Inequalities are not as hard as they look. They are best solved pretending that the inequality is not there until the very end of the equation; just pretend that the inequality is an "=" sign. For example:

3x + 28 <= 5x

Just treat this as you would any other algebraic equation. Subtract 5x from both sides, and then subtract 28 from both sides to get:

-2x <= -28

Now divide both sides by -2 to get:

x >= 14

Notice that when you multiply or divide by a negative number, the inequality direction changes! When multiplying or dividing by a positive number, the inequality direction stays the same.

Interest

Interest calculations are used most commonly with money problems. For the ASVAB, you will need only to know this simple formula:

Interest = Principal x Interest Rate x Time --- or I = P x R x T

For example, if you deposit $10,000 at a bank earning 5% yearly interest, how much money will you have after 18 months?

  1. First, define your terms. P = $10,000, R = 0.05 (remember to move the decimal two spaces to the left to convert a percentage to a decimal) and T = 1.5 (express the months in years - 12 months = 1 year).
  2. Second, calculate the interest. Here, I = ($10,000) x (0.05) x (1.5) = $750.
  3. Finally, add the interest back to the principal to get the total. You have $10,000 + $750 = $10,750 in your bank account.

Numbers

Real numbers: Real numbers encompass rational (expressible as a fraction) and irrational (not expressible by fractions) numbers, both positive and negative.

Imaginary numbers: Imaginary numbers can be expressed as some real number times the square root of negative one (sqrt(-1)).
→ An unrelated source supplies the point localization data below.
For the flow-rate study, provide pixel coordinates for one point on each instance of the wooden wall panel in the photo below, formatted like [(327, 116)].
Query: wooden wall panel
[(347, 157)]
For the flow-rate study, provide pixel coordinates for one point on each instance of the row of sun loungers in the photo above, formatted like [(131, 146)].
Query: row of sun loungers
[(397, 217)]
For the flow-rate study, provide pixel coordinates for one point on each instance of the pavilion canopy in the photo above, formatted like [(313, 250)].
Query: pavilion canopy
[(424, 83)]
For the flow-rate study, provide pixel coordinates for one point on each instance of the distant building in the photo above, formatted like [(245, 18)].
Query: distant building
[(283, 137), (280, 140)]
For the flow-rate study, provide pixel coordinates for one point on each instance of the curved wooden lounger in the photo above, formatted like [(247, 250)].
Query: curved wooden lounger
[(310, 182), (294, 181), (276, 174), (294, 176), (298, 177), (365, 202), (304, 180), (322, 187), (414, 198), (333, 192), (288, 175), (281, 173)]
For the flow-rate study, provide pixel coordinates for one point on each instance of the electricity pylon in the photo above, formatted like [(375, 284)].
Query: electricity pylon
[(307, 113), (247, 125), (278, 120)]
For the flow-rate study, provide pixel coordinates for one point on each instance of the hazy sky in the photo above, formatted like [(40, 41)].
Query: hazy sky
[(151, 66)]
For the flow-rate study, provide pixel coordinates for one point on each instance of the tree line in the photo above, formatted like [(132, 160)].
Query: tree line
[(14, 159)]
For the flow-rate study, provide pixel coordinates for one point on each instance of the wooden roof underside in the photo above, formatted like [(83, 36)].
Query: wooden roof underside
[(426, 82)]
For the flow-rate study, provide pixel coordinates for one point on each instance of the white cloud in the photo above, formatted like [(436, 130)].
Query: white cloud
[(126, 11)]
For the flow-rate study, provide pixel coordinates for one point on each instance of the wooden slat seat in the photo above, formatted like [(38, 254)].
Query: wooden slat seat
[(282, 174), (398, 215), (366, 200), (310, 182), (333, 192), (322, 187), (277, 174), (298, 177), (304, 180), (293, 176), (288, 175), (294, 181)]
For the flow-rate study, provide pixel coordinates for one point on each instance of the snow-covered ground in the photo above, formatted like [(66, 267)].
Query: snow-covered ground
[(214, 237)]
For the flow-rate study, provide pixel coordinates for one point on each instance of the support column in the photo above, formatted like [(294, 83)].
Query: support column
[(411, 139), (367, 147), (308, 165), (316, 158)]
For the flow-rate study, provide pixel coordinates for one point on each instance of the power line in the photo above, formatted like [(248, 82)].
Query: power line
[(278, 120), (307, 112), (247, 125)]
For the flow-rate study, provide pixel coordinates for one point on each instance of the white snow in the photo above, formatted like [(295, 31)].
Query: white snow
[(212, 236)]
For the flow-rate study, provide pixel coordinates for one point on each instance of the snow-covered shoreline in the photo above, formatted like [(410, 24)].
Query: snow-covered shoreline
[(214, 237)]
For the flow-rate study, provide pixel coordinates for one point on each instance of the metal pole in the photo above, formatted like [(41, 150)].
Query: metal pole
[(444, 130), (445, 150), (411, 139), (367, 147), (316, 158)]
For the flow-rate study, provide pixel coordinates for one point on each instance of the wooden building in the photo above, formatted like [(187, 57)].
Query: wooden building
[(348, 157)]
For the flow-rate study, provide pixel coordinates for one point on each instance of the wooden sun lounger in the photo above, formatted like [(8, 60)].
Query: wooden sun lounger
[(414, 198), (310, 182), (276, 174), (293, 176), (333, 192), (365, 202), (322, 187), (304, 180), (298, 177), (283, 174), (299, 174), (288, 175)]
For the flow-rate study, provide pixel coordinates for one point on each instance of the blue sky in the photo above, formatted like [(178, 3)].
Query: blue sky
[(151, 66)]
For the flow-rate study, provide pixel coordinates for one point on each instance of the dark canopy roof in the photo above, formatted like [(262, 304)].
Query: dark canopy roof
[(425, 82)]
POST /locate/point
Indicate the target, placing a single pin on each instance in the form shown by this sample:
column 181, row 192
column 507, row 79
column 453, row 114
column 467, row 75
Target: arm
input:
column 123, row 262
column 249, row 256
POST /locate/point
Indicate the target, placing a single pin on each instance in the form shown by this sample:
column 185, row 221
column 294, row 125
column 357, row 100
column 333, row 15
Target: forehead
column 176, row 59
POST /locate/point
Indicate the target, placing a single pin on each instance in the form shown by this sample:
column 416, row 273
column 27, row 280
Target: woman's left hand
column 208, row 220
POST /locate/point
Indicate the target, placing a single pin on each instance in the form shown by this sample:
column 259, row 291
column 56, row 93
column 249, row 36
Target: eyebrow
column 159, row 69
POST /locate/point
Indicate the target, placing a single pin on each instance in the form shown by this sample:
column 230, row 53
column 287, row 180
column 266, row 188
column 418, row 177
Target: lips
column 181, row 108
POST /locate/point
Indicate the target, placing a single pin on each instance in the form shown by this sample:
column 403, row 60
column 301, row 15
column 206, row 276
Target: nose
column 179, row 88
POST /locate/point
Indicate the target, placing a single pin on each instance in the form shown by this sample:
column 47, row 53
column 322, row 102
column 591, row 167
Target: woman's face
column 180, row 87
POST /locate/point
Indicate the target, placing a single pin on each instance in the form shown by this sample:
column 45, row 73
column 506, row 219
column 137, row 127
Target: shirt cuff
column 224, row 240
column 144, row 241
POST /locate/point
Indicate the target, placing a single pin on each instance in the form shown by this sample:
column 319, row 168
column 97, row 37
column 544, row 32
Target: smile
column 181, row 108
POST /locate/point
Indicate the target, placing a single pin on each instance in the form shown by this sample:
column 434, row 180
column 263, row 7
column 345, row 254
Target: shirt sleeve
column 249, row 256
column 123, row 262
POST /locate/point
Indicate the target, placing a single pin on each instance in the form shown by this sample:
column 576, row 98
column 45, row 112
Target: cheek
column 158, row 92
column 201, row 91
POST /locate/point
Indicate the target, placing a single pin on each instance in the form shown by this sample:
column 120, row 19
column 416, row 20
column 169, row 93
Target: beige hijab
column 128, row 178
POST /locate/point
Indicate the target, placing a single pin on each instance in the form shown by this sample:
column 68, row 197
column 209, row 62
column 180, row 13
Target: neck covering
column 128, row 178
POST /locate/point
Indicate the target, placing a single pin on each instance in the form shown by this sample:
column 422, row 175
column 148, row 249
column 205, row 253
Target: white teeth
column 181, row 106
They are found only in high-level math and science. You will not have to worry about them on the ASVAB.

Rational numbers: Rational numbers are numbers that can be expressed as fractions. For example, 0.60 is a rational number since it also can be expressed as 3/5.

Irrational numbers: Irrational numbers cannot be expressed by a fraction. This means that they will have a non-repeating decimal component. For example, pi is irrational, since 3.14 ... cannot be expressed as a fraction.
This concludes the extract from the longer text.